Title: A new Harnack estimate on Ricci flow and its application in Fano Kahler-Ricci flow
Abstract: We will first review Perelman’s proof of the scalar curvature and diameter estimates for the Fano Kahler-Ricci flow, which is the foundation of the resolution of the Hamilton-Tian conjecture. Then we will present a new approach of Perelman’s result, which use the new work of Bamler. Finally, we will extend this new result to a new Harnack estimate on general Ricci flow background. This is joint work with Tian and Song.
Title: Structure at infinity for shrinking ricci solitons
Abstract: In this talk, we will talk about Munteanu and Wang's paper "structure at infinity for shrinking ricci solitons" (see Ann. Sci. ENS，2019). We will mainly talk about the asymptotic geometry of 4D shrinking soliton whose scalar curcature has a positive lower bound.

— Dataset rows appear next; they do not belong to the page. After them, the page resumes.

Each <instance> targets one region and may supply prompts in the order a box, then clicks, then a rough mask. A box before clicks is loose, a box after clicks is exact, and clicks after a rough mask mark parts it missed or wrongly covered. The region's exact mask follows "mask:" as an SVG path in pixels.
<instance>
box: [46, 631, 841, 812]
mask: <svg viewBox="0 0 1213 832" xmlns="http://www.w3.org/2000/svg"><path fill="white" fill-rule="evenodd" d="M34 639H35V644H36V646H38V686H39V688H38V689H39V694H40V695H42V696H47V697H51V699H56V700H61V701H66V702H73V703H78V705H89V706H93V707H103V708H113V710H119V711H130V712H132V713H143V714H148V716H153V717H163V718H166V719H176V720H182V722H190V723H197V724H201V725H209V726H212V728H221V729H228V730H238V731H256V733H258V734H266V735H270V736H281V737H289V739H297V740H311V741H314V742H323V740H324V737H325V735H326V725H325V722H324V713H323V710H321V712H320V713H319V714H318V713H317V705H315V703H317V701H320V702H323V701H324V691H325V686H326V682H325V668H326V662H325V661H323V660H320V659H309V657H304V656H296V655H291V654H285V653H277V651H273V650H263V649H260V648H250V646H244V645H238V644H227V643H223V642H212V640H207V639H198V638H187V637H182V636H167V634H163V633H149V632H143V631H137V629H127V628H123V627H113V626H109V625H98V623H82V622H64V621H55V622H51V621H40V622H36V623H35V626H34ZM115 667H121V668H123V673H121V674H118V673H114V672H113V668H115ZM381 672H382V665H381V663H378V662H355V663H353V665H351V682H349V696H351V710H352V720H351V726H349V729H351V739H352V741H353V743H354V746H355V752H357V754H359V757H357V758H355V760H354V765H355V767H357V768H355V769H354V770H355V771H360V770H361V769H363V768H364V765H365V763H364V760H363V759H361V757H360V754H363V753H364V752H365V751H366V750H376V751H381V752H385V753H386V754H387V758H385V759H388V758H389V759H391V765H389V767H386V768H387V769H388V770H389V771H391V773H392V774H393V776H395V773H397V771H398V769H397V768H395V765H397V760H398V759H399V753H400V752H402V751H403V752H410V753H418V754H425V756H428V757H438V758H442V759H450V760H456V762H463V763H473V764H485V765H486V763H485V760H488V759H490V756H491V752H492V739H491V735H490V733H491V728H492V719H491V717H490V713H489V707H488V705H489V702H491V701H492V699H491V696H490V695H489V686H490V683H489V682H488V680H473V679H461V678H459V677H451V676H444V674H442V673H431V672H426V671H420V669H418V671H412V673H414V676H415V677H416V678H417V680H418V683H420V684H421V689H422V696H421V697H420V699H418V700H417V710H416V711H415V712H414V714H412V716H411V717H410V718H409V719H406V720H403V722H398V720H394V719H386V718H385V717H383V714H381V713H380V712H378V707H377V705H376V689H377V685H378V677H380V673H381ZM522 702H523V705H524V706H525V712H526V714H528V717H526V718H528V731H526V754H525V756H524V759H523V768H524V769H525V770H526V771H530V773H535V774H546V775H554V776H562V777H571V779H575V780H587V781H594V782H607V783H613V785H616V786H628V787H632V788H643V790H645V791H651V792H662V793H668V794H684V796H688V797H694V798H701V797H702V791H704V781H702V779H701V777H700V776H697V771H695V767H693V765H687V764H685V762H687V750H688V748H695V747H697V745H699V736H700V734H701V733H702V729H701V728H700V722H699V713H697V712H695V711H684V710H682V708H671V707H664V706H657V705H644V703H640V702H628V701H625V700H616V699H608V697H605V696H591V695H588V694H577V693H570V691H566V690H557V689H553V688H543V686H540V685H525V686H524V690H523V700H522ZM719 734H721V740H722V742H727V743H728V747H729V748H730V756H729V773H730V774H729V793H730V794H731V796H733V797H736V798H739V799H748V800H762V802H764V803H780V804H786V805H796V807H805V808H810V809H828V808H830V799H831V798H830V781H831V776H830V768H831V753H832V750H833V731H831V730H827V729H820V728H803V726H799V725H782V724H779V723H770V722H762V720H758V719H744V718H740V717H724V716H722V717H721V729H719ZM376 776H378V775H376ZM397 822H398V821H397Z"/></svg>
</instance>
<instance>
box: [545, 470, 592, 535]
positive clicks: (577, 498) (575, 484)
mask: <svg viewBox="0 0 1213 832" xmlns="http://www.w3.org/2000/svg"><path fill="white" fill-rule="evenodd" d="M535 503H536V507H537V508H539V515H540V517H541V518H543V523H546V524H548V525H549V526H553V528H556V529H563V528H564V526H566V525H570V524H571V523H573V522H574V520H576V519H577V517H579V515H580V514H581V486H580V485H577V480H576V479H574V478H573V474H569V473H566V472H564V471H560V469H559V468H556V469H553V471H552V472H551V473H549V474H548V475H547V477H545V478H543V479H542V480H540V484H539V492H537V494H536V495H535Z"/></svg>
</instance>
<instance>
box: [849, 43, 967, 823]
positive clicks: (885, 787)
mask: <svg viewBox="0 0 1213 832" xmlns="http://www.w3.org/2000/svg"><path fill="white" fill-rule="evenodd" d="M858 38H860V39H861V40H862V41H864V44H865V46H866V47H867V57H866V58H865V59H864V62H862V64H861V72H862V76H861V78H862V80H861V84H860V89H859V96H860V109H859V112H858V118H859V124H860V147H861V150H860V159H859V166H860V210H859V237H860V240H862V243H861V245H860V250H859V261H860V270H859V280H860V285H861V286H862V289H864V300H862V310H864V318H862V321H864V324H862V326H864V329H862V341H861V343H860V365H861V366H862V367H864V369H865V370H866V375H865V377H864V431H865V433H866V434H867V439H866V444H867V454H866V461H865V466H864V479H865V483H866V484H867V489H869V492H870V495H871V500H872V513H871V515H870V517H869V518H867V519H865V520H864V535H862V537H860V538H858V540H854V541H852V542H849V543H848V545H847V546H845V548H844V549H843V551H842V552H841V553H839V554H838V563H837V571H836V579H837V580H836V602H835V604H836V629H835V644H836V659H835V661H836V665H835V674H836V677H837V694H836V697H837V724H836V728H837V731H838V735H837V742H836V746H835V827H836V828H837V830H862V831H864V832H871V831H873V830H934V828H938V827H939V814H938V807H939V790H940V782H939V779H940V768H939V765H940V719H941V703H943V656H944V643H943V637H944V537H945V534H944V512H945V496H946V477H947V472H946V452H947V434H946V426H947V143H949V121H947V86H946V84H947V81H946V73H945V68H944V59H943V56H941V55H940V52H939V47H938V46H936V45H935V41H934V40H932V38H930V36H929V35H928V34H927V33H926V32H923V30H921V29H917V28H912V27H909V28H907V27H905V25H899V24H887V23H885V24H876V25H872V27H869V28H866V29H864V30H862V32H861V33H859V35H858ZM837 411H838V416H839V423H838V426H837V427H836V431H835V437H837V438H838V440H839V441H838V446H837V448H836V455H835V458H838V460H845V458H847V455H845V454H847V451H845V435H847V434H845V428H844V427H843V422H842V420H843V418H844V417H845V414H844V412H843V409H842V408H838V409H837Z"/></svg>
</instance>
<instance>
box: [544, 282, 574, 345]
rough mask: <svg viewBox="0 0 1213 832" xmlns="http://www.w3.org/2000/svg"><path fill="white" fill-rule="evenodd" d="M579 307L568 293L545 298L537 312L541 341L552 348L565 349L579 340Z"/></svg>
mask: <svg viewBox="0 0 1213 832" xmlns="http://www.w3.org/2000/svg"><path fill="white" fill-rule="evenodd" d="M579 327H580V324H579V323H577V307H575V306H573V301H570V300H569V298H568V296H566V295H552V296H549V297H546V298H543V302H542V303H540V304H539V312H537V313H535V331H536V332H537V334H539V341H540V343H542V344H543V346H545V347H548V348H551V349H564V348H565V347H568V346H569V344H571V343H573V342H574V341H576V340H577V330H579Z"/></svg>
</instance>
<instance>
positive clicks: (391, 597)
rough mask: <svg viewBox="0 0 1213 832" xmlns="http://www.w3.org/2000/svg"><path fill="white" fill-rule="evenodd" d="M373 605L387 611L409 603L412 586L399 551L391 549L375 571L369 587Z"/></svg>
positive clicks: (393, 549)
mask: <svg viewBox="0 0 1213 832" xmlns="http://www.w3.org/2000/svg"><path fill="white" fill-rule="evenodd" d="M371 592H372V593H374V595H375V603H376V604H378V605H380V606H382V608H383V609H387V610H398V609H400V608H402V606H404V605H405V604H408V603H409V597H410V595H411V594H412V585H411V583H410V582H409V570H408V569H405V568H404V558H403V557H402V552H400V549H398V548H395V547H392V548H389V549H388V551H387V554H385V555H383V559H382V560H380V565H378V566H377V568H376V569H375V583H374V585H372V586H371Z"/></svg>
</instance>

Title: On Kahler Ricci Shrinker Surface
Abstract: Recently, Bing Wang and Yu Li have provided a complete classification of all Kahler Ricci shrinker surfaces (arXiv:2301.09784). In particular, they prove a Kahler type canonical neighborhood theorem, then they get the bound for scalar curvature, which implies the bound for sectional curvature, at last they can get the classification of all Kahler Ricci shrinker surfaces with earlier work by many authors.